In Ontario (Kanada) wurde ein großer staatlicher Versuch mitten in seiner Laufzeit abgebrochen, weil es einen Regierungswechsel gab. In den USA hatte das Experiment in den 1960ern trotz großem Erfolg keinen Einfluss auf die nachfolgende Politik – weil ein Machtkampf im Senat den Vorstoß torpedierte und schließlich in der Schublade verschwinden ließ.
Der finnische Modellversuch wurde zu Recht viel kritisiert, da das Studiendesign massiv durch einseitige Interessen aus der Politik beschnitten und kleingespart wurde. Einer der größten Kritiker an der Schwerpunktsetzung der Untersuchung war dabei Programmleiter Olli Kangas selbst. Er wünscht sich, dass Deutschland andere Wege geht, und sieht in der „Expedition Grundeinkommen“ dafür eine Chance:
„Wenn die Expedition erfolgreich ist, wird Deutschland damit das weltweit beste Grundeinkommen-Experiment bekommen. Das finnische Experiment wurde von der Regierung gestartet, die sehr viel Einfluss auf die Ausrichtung genommen hat. Der Ansatz der Expedition Grundeinkommen geht jedoch von der Bevölkerung aus. Das ist viel besser.“
Diese Beispiele zeigen uns, dass die besten wissenschaftlichen Ergebnisse uns nicht zu gesellschaftlichen Innovationen verhelfen, wenn der Wunsch nach Veränderung nicht in der Gesellschaft verankert ist.
Es ist Zeit, die nächste Phase der Debatte einzuläuten
Wenn wir nun einen Schritt hin zu einem Grundeinkommen machen und einen staatlichen Modellversuch in Deutschland durchführen, dann soll dieser mehrheitlich getragen werden und in eine solide gesellschaftliche Debatte eingebettet sein. So steigt die Chance, dass danach weitere konkrete politische Schritte folgen.
Die „Expedition Grundeinkommen“ startet die Volksabstimmungen, um sichtbar zu machen, was schon da ist: der stattfindende Paradigmenwechsel und die Mehrheit der Menschen, die im Grundeinkommen eine ernst zu nehmende Chance auf eine bessere Gesellschaft sehen. Dies zeigt die Relevanz auf und führt dazu, dass die Politik den Wunsch der Bevölkerung nach einer Beschäftigung mit dem Thema Grundeinkommen ernst nimmt, zum Beispiel durch die Einsetzung einer Enquete-Kommission, wie es die Stiftung Grundeinkommen und Prof. Jürgen Schupp vom DIW fordern.
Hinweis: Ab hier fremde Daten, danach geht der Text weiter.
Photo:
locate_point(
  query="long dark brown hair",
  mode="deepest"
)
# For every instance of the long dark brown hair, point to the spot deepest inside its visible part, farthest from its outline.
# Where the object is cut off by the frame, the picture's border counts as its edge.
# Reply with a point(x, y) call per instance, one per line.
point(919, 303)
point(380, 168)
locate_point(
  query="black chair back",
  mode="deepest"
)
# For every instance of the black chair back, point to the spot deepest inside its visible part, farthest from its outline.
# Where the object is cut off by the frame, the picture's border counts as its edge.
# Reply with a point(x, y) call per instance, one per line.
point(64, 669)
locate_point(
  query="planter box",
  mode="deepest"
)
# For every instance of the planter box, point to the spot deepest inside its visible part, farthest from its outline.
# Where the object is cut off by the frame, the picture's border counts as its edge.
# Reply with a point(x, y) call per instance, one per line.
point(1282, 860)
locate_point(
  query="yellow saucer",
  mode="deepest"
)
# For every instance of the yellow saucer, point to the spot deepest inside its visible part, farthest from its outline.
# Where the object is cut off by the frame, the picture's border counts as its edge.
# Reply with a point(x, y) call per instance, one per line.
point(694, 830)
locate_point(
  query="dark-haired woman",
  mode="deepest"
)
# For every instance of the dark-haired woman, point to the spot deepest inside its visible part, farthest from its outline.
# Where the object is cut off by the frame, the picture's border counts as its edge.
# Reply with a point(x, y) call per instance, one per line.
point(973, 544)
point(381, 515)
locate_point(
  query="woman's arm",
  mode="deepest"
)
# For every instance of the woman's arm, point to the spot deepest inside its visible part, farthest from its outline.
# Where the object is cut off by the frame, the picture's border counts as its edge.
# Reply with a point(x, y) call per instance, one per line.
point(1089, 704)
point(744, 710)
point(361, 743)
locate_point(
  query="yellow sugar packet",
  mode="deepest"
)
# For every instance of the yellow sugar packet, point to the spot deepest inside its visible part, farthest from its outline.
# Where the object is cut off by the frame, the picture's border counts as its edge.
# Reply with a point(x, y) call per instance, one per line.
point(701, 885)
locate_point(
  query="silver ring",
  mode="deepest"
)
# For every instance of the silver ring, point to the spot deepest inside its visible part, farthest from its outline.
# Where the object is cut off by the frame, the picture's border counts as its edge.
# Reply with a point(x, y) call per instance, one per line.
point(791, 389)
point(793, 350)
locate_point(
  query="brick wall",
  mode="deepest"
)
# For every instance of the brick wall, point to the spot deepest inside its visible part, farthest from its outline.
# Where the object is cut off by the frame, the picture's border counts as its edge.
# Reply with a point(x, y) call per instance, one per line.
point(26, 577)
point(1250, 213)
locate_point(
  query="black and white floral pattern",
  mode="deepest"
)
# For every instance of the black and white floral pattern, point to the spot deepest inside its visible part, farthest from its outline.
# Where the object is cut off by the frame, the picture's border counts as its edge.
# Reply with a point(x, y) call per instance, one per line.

Eines muss dabei aber klar sein: Unser demokratisches System aus repräsentativer Politik ist wichtig und gut. Wir wollen es durch direkte Demokratie nicht umgehen oder ersetzen. Wir wollen ihm auf die Sprünge helfen. Denn es ist Zeit, die nächste Phase der Debatte um das bedingungslose Grundeinkommen einzuläuten: Am Anfang sollte „Grundeinkommen denkbar werden“ (so der Unternehmer Götz Werner), dann wurde Grundeinkommen erlebbar (durch Kampagnen wie „Mein Grundeinkommen“). Jetzt muss das Grundeinkommen demokratisch entscheidbar werden. Dafür sorgen wir nun gemeinsam. Wir sehen uns – auf der Straße beim Unterschriftensammeln.
Zur Unterstützung ihrer Kampagne haben Laura Brämswig und Joy Ponader für die „Expedition Grundeinkommen“ ein Crowdfunding auf der Plattform Startnext ins Leben gerufen. Fundingziel sind 50.000 Euro. Auf diese Weise soll die Unterschriftensammlung für den Modellversuch trotz Corona-Beschränkungen per Post weitergehen.